40 CFR 142.11 - Initial determination of primary enforcement responsibility.
(a) A State may apply to the Administrator for a determination that the State has primary enforcement responsibility for public water systems in the State pursuant to section 1413 of the Act. The application shall be as concise as possible and include a side-by-side comparison of the Federal requirements and the corresponding State authorities, including citations to the specific statutes and administrative regulations or ordinances and, wherever appropriate, judicial decisions which demonstrate adequate authority to meet the requirements of § 142.10. The following information is to be included with the State application.
(1) The text of the State's primary drinking water regulations, with references to those State regulations that vary from comparable regulations set forth in part 141 of this chapter, and a demonstration that any different State regulation is at least as stringent as the comparable regulation contained in part 141.

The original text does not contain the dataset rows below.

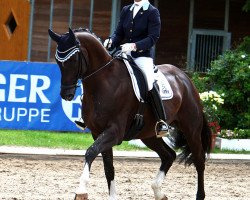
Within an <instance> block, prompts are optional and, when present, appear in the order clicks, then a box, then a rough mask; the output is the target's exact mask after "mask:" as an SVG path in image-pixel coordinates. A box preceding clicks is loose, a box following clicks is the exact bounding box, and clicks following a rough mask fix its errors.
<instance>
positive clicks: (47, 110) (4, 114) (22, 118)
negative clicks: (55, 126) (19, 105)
mask: <svg viewBox="0 0 250 200" xmlns="http://www.w3.org/2000/svg"><path fill="white" fill-rule="evenodd" d="M7 113H8V114H9V115H10V113H11V116H8V115H7ZM49 117H50V109H40V110H39V109H37V108H29V109H28V108H14V107H13V108H6V107H4V108H0V121H3V120H4V121H8V122H10V121H16V122H20V121H22V120H26V119H27V118H28V121H29V122H32V121H33V120H35V119H37V118H38V119H39V120H40V122H43V123H48V122H50V120H49Z"/></svg>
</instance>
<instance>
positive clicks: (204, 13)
mask: <svg viewBox="0 0 250 200" xmlns="http://www.w3.org/2000/svg"><path fill="white" fill-rule="evenodd" d="M6 2H9V3H7V4H6ZM21 2H22V3H23V4H22V3H21ZM24 2H26V3H24ZM27 2H28V1H26V0H8V1H0V4H2V5H0V9H1V12H0V13H1V14H0V16H1V18H0V23H1V26H0V44H1V45H0V59H2V60H4V59H15V60H31V61H45V62H46V61H54V52H55V48H56V44H54V43H53V42H51V40H50V39H49V37H48V34H47V30H48V28H50V27H51V28H52V29H53V30H54V31H56V32H58V33H64V32H66V31H67V30H68V27H69V26H70V27H72V28H78V27H89V28H90V29H91V30H92V31H93V32H95V33H96V35H98V36H99V37H100V38H101V39H103V40H104V39H106V38H107V37H108V36H109V35H110V34H111V33H112V32H113V31H114V29H115V27H116V24H117V22H118V20H119V14H120V10H121V8H122V7H123V6H124V5H127V4H130V3H132V2H133V1H132V0H102V1H100V0H99V1H98V0H96V1H95V0H42V1H38V0H36V1H35V0H32V1H30V4H29V6H27ZM150 2H151V3H152V4H153V5H155V6H156V7H158V9H159V10H160V14H161V21H162V29H161V37H160V40H159V41H158V43H157V45H156V51H155V62H156V64H161V63H171V64H174V65H176V66H178V67H181V68H189V70H197V71H204V70H206V68H207V67H208V66H209V64H210V61H211V60H213V59H215V58H216V57H217V56H218V55H219V54H221V53H222V52H223V51H224V50H226V49H228V48H230V46H231V45H234V44H237V43H238V42H239V41H241V40H242V38H243V37H245V36H247V35H250V12H244V11H242V7H243V5H244V3H245V0H210V1H206V0H180V1H175V0H150ZM3 5H4V6H3ZM16 5H18V8H17V6H16ZM2 9H4V12H2ZM25 13H30V18H27V15H25ZM11 16H12V17H11ZM11 20H12V21H11ZM13 20H14V22H13ZM10 21H11V23H10ZM15 23H16V27H17V28H14V31H13V32H12V33H11V35H9V36H6V34H7V33H8V30H9V29H10V30H11V29H12V28H13V27H15ZM12 26H13V27H12ZM6 27H7V28H6ZM8 27H9V28H8ZM20 29H21V30H22V31H20ZM15 34H16V35H18V37H19V38H20V39H19V40H20V41H15V40H14V39H13V38H16V37H17V36H15ZM17 45H18V48H17ZM9 46H12V47H11V48H13V50H11V51H10V50H8V51H6V49H8V48H10V47H9Z"/></svg>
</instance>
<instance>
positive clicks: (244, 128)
mask: <svg viewBox="0 0 250 200" xmlns="http://www.w3.org/2000/svg"><path fill="white" fill-rule="evenodd" d="M192 80H193V81H194V84H195V85H196V86H197V88H198V90H199V92H205V91H209V90H213V91H216V92H217V93H219V94H223V98H224V104H223V105H222V106H221V107H220V108H219V109H218V111H217V113H216V114H217V115H218V117H219V121H220V125H221V127H222V128H225V129H232V130H233V129H234V128H239V129H249V128H250V37H246V38H245V39H244V41H243V42H242V43H241V44H240V45H239V46H238V47H237V48H236V49H234V50H229V51H226V52H225V53H224V54H223V55H221V56H219V58H218V59H217V60H215V61H213V62H212V63H211V69H210V70H209V71H208V72H207V73H206V74H205V75H204V74H203V75H202V76H201V75H200V74H197V73H194V74H193V76H192Z"/></svg>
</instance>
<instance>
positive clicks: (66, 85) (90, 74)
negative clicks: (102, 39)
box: [61, 43, 117, 90]
mask: <svg viewBox="0 0 250 200" xmlns="http://www.w3.org/2000/svg"><path fill="white" fill-rule="evenodd" d="M78 48H79V51H78V52H77V53H78V56H79V59H78V71H77V75H76V83H74V84H72V85H63V84H61V89H63V90H71V89H76V88H77V87H79V85H78V80H79V79H81V81H82V82H83V81H86V80H87V79H89V78H90V77H92V76H93V75H95V74H96V73H98V72H99V71H101V70H102V69H104V68H105V67H107V66H108V65H110V64H111V62H113V60H114V59H116V58H117V57H113V58H112V59H111V60H110V61H109V62H107V63H106V64H105V65H103V66H102V67H100V68H98V69H97V70H96V71H94V72H92V73H91V74H89V75H87V76H85V77H84V78H83V75H84V73H85V72H86V70H85V71H84V70H83V62H84V63H85V66H86V69H88V67H89V62H88V60H87V59H86V57H85V56H84V54H83V52H82V50H81V48H80V43H79V44H78Z"/></svg>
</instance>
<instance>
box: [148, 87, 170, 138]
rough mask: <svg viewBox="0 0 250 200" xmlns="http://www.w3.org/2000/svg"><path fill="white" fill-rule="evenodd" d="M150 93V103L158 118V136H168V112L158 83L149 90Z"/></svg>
mask: <svg viewBox="0 0 250 200" xmlns="http://www.w3.org/2000/svg"><path fill="white" fill-rule="evenodd" d="M148 94H149V101H150V104H151V105H152V107H153V112H154V115H155V117H156V119H157V122H156V125H155V132H156V137H163V136H166V135H168V134H169V126H168V124H167V123H166V121H167V118H166V113H165V110H164V107H163V103H162V100H161V97H160V94H159V92H158V86H157V84H156V83H154V84H153V89H152V90H150V91H148Z"/></svg>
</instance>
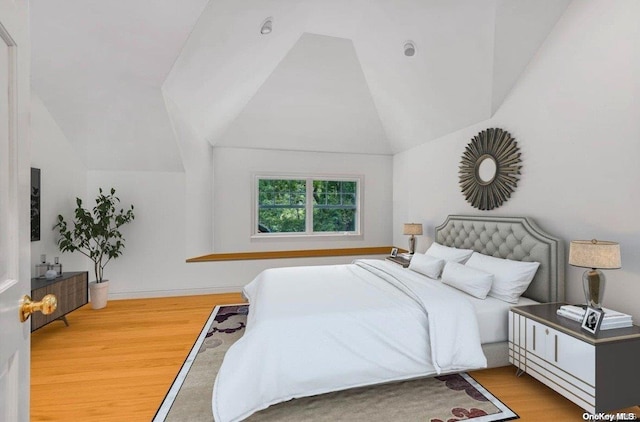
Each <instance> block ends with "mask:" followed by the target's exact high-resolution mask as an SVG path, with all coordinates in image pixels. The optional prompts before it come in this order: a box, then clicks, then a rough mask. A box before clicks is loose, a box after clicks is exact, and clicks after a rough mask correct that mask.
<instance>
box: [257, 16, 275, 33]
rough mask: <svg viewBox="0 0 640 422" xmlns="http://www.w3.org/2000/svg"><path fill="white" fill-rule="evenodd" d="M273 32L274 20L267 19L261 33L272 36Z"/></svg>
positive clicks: (269, 18)
mask: <svg viewBox="0 0 640 422" xmlns="http://www.w3.org/2000/svg"><path fill="white" fill-rule="evenodd" d="M271 31H273V18H267V19H265V20H264V22H262V26H261V27H260V33H261V34H262V35H267V34H270V33H271Z"/></svg>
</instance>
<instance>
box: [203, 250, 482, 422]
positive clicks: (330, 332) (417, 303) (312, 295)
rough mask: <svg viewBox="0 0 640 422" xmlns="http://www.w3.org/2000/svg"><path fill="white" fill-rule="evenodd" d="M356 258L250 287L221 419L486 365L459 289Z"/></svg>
mask: <svg viewBox="0 0 640 422" xmlns="http://www.w3.org/2000/svg"><path fill="white" fill-rule="evenodd" d="M359 261H360V262H358V263H356V265H335V266H324V267H298V268H279V269H274V270H267V271H265V272H263V273H261V274H260V275H259V276H258V277H257V278H256V280H254V281H253V282H252V283H250V284H249V285H247V286H246V287H245V294H246V296H247V297H248V298H249V299H250V302H251V310H250V312H249V315H248V320H247V329H246V331H245V334H244V336H243V337H242V338H241V339H240V340H238V341H237V342H236V343H235V344H234V345H232V346H231V347H230V348H229V351H228V352H227V354H226V355H225V358H224V362H223V364H222V366H221V368H220V371H219V373H218V376H217V378H216V382H215V385H214V394H213V403H212V404H213V406H212V409H213V413H214V417H215V419H216V421H218V422H227V421H236V420H241V419H243V418H245V417H247V416H248V415H250V414H251V413H253V412H255V411H257V410H260V409H263V408H265V407H267V406H269V405H271V404H274V403H277V402H281V401H286V400H289V399H291V398H295V397H303V396H309V395H315V394H321V393H325V392H329V391H337V390H341V389H346V388H352V387H357V386H363V385H370V384H376V383H381V382H388V381H396V380H401V379H408V378H414V377H419V376H428V375H434V374H437V373H441V372H456V371H462V370H467V369H477V368H481V367H486V359H485V356H484V355H483V353H482V350H481V348H480V336H479V332H478V327H477V322H476V317H475V314H474V308H473V306H471V305H470V304H469V303H468V302H467V301H466V300H465V298H464V296H461V295H462V293H460V292H454V291H450V290H447V289H443V285H442V283H440V282H439V281H435V280H432V279H428V278H427V277H424V276H421V275H419V274H417V273H415V272H406V271H404V270H403V269H402V268H401V267H399V266H398V265H396V264H393V263H390V262H385V261H379V260H359ZM453 310H455V311H453Z"/></svg>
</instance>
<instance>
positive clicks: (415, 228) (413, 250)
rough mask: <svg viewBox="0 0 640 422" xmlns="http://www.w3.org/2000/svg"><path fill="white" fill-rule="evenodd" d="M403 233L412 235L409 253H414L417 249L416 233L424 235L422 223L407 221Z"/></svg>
mask: <svg viewBox="0 0 640 422" xmlns="http://www.w3.org/2000/svg"><path fill="white" fill-rule="evenodd" d="M402 234H407V235H411V237H410V238H409V253H410V254H412V255H413V253H414V252H415V251H416V235H418V236H419V235H422V224H418V223H405V225H404V229H403V230H402Z"/></svg>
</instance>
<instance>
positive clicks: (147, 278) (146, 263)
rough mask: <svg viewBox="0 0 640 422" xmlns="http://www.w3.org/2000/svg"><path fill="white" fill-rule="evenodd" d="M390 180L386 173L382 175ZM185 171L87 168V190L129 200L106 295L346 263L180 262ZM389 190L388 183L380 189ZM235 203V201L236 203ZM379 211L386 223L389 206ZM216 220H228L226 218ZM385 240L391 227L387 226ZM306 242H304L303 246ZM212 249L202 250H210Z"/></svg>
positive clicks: (231, 290) (180, 291)
mask: <svg viewBox="0 0 640 422" xmlns="http://www.w3.org/2000/svg"><path fill="white" fill-rule="evenodd" d="M390 161H391V159H390V157H389V171H390ZM388 180H389V181H388V183H387V184H388V185H390V176H389V178H388ZM185 181H186V176H185V174H184V173H178V172H176V173H174V172H145V171H140V172H120V171H118V172H107V171H89V172H88V173H87V195H88V197H90V198H93V197H95V195H96V194H97V192H98V188H99V187H102V188H103V189H110V188H111V187H114V188H115V189H116V195H117V196H118V197H119V198H120V200H121V203H122V205H123V206H125V207H126V206H128V205H129V204H133V205H134V207H135V209H134V211H135V219H134V220H133V221H132V222H131V223H130V224H127V225H126V226H123V227H122V233H123V236H124V238H125V239H126V244H125V245H126V246H125V249H124V253H123V255H122V256H121V257H120V258H118V259H116V260H114V261H112V262H110V263H109V264H108V265H107V267H106V269H105V278H107V279H109V291H110V293H109V297H110V298H131V297H154V296H174V295H185V294H204V293H219V292H232V291H240V289H241V288H242V286H243V285H245V284H247V283H248V282H249V281H251V280H252V279H253V278H254V277H255V276H256V275H257V274H258V273H260V271H262V270H264V269H266V268H271V267H282V266H297V265H315V264H317V265H327V264H342V263H348V262H350V261H351V260H352V259H353V258H352V257H339V258H316V259H285V260H257V261H232V262H206V263H186V259H187V258H189V257H190V256H189V255H187V254H186V250H188V249H189V247H188V246H187V243H188V241H189V240H188V238H187V237H186V236H185V230H186V227H187V212H188V211H187V207H186V206H185V203H186V202H187V201H188V200H189V199H188V198H187V196H186V192H187V189H186V186H185ZM386 190H387V192H389V193H390V187H389V188H388V189H386ZM236 205H237V204H236ZM388 208H389V211H388V212H387V215H385V216H384V220H383V221H384V222H385V223H384V224H385V225H387V226H388V222H389V221H390V219H391V216H390V214H391V211H390V206H389V207H388ZM220 224H224V225H231V224H235V223H234V222H233V221H232V222H225V221H223V222H221V223H220ZM387 232H388V233H387V238H386V239H385V244H388V243H389V241H390V237H391V231H390V230H387ZM307 246H308V245H307ZM210 252H212V251H207V253H210Z"/></svg>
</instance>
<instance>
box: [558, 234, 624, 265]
mask: <svg viewBox="0 0 640 422" xmlns="http://www.w3.org/2000/svg"><path fill="white" fill-rule="evenodd" d="M569 264H571V265H573V266H575V267H584V268H600V269H605V270H606V269H610V270H612V269H616V268H620V267H622V261H621V259H620V244H619V243H617V242H609V241H606V240H595V239H593V240H572V241H571V244H570V245H569Z"/></svg>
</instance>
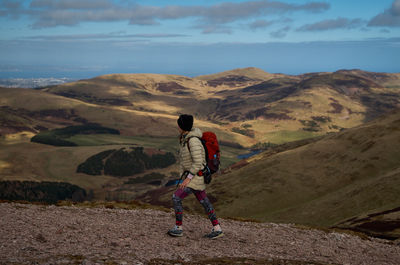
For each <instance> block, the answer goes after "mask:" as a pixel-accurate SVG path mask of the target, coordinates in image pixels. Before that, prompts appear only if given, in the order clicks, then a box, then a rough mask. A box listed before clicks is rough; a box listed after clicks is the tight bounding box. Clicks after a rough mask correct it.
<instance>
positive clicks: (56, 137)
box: [31, 124, 119, 146]
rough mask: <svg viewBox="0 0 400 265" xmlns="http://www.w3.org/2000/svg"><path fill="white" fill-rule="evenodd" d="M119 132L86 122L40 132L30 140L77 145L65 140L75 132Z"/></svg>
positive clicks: (80, 133) (83, 133) (55, 144)
mask: <svg viewBox="0 0 400 265" xmlns="http://www.w3.org/2000/svg"><path fill="white" fill-rule="evenodd" d="M100 133H101V134H104V133H107V134H119V131H118V130H115V129H111V128H106V127H102V126H100V125H98V124H86V125H78V126H68V127H65V128H61V129H54V130H51V131H45V132H41V133H39V134H37V135H35V136H34V137H32V138H31V141H32V142H35V143H41V144H48V145H54V146H77V144H76V143H74V142H71V141H69V140H67V138H70V137H71V136H73V135H76V134H100Z"/></svg>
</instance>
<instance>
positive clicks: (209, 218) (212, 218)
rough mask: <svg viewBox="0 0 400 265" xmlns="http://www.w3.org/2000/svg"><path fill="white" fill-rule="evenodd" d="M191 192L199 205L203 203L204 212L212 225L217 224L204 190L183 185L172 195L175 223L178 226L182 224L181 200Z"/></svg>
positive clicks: (208, 201)
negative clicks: (196, 198)
mask: <svg viewBox="0 0 400 265" xmlns="http://www.w3.org/2000/svg"><path fill="white" fill-rule="evenodd" d="M191 193H194V195H195V196H196V198H197V200H198V201H199V202H200V203H201V205H203V207H204V210H205V211H206V214H207V215H208V218H209V219H210V221H211V223H212V225H213V226H215V225H217V224H219V222H218V219H217V216H216V215H215V210H214V208H213V207H212V204H211V202H210V200H209V199H208V197H207V194H206V191H205V190H201V191H200V190H194V189H192V188H188V187H185V188H184V189H177V190H176V191H175V193H174V194H173V195H172V202H173V204H174V210H175V218H176V225H179V226H181V225H182V219H183V207H182V200H183V199H184V198H185V197H186V196H188V195H190V194H191Z"/></svg>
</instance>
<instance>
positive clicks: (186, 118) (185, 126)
mask: <svg viewBox="0 0 400 265" xmlns="http://www.w3.org/2000/svg"><path fill="white" fill-rule="evenodd" d="M178 126H179V128H181V129H182V130H184V131H191V130H192V127H193V116H192V115H189V114H182V115H180V116H179V118H178Z"/></svg>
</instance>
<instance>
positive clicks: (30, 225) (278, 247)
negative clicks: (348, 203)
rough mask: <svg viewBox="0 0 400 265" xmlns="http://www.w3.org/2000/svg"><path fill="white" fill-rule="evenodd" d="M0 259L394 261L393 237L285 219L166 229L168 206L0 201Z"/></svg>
mask: <svg viewBox="0 0 400 265" xmlns="http://www.w3.org/2000/svg"><path fill="white" fill-rule="evenodd" d="M0 216H1V217H0V264H379V265H383V264H400V246H399V245H397V244H396V243H394V242H391V241H386V240H381V239H375V238H367V237H360V236H357V235H352V234H348V233H339V232H332V231H322V230H316V229H308V228H307V229H306V228H301V227H298V226H295V225H290V224H272V223H251V222H240V221H234V220H227V219H221V220H220V221H221V224H222V228H223V230H224V232H225V237H222V238H219V239H216V240H210V239H207V238H203V235H204V234H206V233H208V232H209V231H210V223H209V221H208V219H206V218H203V217H201V216H196V215H188V214H187V215H185V216H184V236H183V237H182V238H172V237H169V236H168V235H167V234H166V231H167V230H168V229H169V228H171V227H172V226H173V224H174V215H173V212H172V210H171V211H170V212H164V211H158V210H154V209H134V210H125V209H108V208H104V207H102V208H101V207H100V208H84V207H77V206H54V205H50V206H44V205H32V204H18V203H0Z"/></svg>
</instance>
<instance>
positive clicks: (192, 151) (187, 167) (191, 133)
mask: <svg viewBox="0 0 400 265" xmlns="http://www.w3.org/2000/svg"><path fill="white" fill-rule="evenodd" d="M202 135H203V133H202V132H201V130H200V129H199V128H193V129H192V130H191V131H190V132H189V133H188V134H187V135H186V136H185V137H184V138H183V139H182V140H181V145H180V151H179V158H180V166H181V174H182V173H183V172H184V171H189V172H190V173H192V174H193V175H194V177H193V179H192V180H191V181H190V182H189V184H188V187H189V188H192V189H194V190H204V189H205V188H206V185H205V183H204V178H203V176H199V175H198V172H199V171H200V170H202V169H203V168H204V166H205V165H206V158H205V151H204V147H203V144H202V143H201V141H200V139H199V138H201V136H202ZM188 144H189V146H190V152H189V148H188Z"/></svg>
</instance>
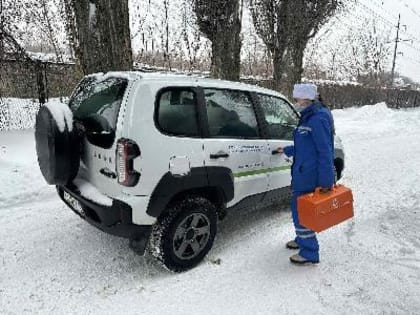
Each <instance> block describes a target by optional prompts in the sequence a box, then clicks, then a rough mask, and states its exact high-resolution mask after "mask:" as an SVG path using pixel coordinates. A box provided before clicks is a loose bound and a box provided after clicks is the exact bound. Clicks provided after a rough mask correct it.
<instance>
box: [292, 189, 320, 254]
mask: <svg viewBox="0 0 420 315" xmlns="http://www.w3.org/2000/svg"><path fill="white" fill-rule="evenodd" d="M305 193H306V192H297V191H295V192H293V194H292V203H291V208H292V218H293V223H294V225H295V230H296V238H295V242H296V243H297V244H298V245H299V255H300V256H302V257H303V258H306V259H308V260H310V261H319V245H318V240H317V238H316V234H315V232H314V231H311V230H309V229H307V228H305V227H304V226H302V225H300V224H299V218H298V212H297V197H299V196H301V195H303V194H305Z"/></svg>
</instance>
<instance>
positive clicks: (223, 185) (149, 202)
mask: <svg viewBox="0 0 420 315" xmlns="http://www.w3.org/2000/svg"><path fill="white" fill-rule="evenodd" d="M210 187H211V188H218V190H219V191H220V192H221V194H222V196H221V197H222V200H223V202H229V201H231V200H232V199H233V196H234V179H233V174H232V171H231V170H230V169H229V168H227V167H220V166H209V167H195V168H192V169H191V172H190V174H188V175H185V176H174V175H172V174H171V173H170V172H167V173H166V174H165V175H164V176H163V177H162V178H161V179H160V181H159V183H158V184H157V185H156V188H155V189H154V191H153V193H152V196H151V198H150V201H149V205H148V207H147V211H146V212H147V214H148V215H150V216H152V217H155V218H157V217H159V216H160V214H161V213H162V212H163V211H164V210H165V209H166V207H167V205H168V204H169V202H170V201H171V200H172V199H173V198H174V197H175V196H176V195H178V194H179V193H182V192H184V191H190V190H194V189H206V188H210Z"/></svg>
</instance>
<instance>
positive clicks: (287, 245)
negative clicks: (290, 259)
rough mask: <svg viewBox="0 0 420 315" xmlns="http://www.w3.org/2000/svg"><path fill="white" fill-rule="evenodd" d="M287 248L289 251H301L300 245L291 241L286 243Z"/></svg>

(2) A description, accompanied by appropriate documentation, of the State's procedures for the enforcement of the State primary drinking water regulations. The submission shall include:
(i) A brief description of the State's program to maintain a current inventory of public water systems.
(ii) A brief description of the State's program for conducting sanitary surveys, including an explanation of the priorities given to various classes of public water systems.
(iii) A brief description of the State's laboratory approval or certification program, including the name(s) of the responsible State laboratory officer(s) certified by the Administrator.
(iv) Identification of laboratory facilities, available to the State, certified or approved by the Administrator and capable of performing analytical measurements of all contaminants specified in the State's primary drinking water regulations.
(v) A brief description of the State's program activity to assure that the design and construction of new or substantially modified public water system facilities will be capable of compliance with the requirements of the State primary drinking water regulations.
(vi) Copies of State statutory and regulatory provisions authorizing the adoption and enforcement of State primary drinking water regulations, and a brief description of State procedures for administrative or judicial action with respect to public water systems not in compliance with such regulations.
(3) A statement that the State will make such reports and will keep such records as may be required pursuant to §§ 142.14 and 142.15.
(4) If the State permits variances or exemptions from its primary drinking water regulations, the text of the State's statutory and regulatory provisions concerning variances and exemptions.
(5) A brief description of the State's plan for the provision of safe drinking water under emergency conditions.
In satisfaction of this requirement, for public water supplies from groundwater sources, EPA will accept the contingency plan for providing alternate drinking water supplies that is part of a State's Wellhead Protection Program, where such program has been approved by EPA pursuant to section 1428 of the SDWA.
(i) A copy of the State statutory and regulatory provisions authorizing the executive branch of the State government to impose an administrative penalty on all public water systems, and a brief description of the State's authority for administrative penalties that will ensure adequate compliance of systems serving a population of 10,000 or fewer individuals.
(ii) In instances where the State constitution prohibits the executive branch of the State government from assessing any penalty, the State shall submit a copy of the applicable part of its constitution and a statement from its Attorney General confirming this interpretation.
(i) A statement by the State Attorney General (or the attorney for the State primacy agency if it has independent legal counsel) or the attorney representing the Indian tribe that certifies that the laws and regulations adopted by the State or tribal ordinances to carry out the program were duly adopted and are enforceable. State statutes and regulations cited by the State Attorney General and tribal ordinances cited by the attorney representing the Indian tribe shall be in the form of lawfully adopted State statutes and regulations or tribal ordinances at the time the certification is made and shall be fully effective by the time the program is approved by EPA. To qualify as “independent legal counsel,” the attorney signing the statement required by this section shall have full authority to independently represent the State primacy agency or Indian tribe in court on all matters pertaining to the State or tribal program.
(ii) After EPA has received the documents required under paragraph (a) of this section, EPA may selectively require supplemental statements by the State Attorney General (or the attorney for the State primacy agency if it has independent legal counsel) or the attorney representing the Indian tribe. Each supplemental statement shall address all issues concerning the adequacy of State authorities to meet the requirements of § 142.10 that have been identified by EPA after thorough examination as unresolved by the documents submitted under paragraph (a) of this section.
(1) The administrator shall act on an application submitted pursuant to § 142.11 within 90 days after receiving such application, and shall promptly inform the State in writing of this action. If he denies the application, his written notification to the State shall include a statement of reasons for the denial.
(2) A final determination by the Administrator that a State has met or has not met the requirements for primary enforcement responsibility shall take effect in accordance with the public notice requirements and related procedures under § 142.13.
(3) When the Administrator's determination becomes effective pursuant to § 142.13, it shall continue in effect unless terminated pursuant to § 142.17.